I urge Euodia and I urge Syntyche to be of the same mind in the Lord. Yes, and I ask you also, my loyal companion, help these women, for they have struggled beside me in the work of the gospel, together with Clement and the rest of my co-workers, whose names are in the book of life. (Philippians 4:2-3)

I didn’t used to pay attention to passages like this one, passages that speak so clearly and specifically to someone else. They seemed so distant, written to speak to some other place and time. But I am so glad they’re in our Bible. For one thing, they remind us that epistles are “someone else’s mail,” written to particular communities, often about those communities’ particular problems, frequently in response to letters from those communities that we will never get to read.
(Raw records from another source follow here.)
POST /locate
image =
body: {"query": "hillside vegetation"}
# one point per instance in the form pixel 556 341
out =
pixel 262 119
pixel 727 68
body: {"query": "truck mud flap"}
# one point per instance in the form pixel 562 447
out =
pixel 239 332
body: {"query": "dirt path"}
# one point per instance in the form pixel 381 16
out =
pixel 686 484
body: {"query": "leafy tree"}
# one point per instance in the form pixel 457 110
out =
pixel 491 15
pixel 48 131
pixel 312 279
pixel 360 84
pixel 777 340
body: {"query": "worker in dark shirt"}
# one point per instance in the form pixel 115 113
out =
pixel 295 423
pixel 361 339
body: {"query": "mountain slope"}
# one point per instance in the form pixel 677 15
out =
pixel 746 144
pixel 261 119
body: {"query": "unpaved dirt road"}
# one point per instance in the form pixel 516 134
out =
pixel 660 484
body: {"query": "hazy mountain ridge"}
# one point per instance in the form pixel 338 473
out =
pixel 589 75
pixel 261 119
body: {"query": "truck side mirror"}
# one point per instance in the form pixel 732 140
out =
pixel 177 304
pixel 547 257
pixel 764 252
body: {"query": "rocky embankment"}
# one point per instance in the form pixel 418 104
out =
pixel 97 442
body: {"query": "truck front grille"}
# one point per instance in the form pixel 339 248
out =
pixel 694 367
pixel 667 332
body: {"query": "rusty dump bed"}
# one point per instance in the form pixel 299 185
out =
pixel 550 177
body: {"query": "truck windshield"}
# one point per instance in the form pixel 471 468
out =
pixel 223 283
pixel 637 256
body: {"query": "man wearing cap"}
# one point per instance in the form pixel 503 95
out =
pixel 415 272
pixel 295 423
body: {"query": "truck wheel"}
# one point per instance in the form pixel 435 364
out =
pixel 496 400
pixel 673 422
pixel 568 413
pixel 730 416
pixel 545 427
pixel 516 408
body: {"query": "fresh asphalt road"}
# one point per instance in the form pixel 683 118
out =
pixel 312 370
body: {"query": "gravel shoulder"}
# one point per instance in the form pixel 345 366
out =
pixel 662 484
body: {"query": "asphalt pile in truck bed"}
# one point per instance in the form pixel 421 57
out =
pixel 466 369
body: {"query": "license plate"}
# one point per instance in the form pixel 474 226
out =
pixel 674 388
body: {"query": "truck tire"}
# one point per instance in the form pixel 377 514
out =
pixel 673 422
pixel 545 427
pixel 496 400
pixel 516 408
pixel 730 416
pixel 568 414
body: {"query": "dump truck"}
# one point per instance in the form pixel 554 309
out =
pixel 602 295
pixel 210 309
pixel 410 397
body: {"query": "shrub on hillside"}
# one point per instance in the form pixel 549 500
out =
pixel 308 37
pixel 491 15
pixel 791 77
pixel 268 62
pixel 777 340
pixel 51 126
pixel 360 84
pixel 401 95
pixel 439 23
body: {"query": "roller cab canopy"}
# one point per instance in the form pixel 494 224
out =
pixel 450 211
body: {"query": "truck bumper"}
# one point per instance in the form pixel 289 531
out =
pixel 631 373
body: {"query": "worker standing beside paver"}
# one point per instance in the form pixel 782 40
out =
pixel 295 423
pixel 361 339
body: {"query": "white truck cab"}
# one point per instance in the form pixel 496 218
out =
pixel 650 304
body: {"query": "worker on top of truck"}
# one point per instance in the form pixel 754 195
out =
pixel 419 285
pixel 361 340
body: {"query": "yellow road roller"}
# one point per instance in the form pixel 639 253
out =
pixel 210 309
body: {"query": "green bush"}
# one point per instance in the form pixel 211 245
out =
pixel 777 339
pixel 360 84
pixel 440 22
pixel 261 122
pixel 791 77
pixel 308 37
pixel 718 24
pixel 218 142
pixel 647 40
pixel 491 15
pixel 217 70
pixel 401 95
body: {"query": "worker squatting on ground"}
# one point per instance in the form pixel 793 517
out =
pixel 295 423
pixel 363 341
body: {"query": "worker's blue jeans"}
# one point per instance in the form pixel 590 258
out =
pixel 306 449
But more importantly, they record a Paul who speaks not just about women, but to women. Passages written to women leaders in various local churches (there are several of them) make it clear that Paul saw women as compatriots and “co-workers,” leaders of the fledgling church.

I wonder who Euodia and Syntyche were? We’ll never know. Clearly they were having some sort of disagreement that was affecting that church community. What we do know is this: Paul takes their dispute seriously; he urges them to resolve their differences; he affirms them as colleagues, leaders, and Christians. He doesn’t dismiss their argument as frivolous. He doesn’t make snide remarks about “cat fights” or “parking lot matriarchs.” He doesn’t try to use his status to force them into silence or out of leadership. I've seen some churches do worse in the twenty-first century.

Maybe we still have a few things to learn from Paul.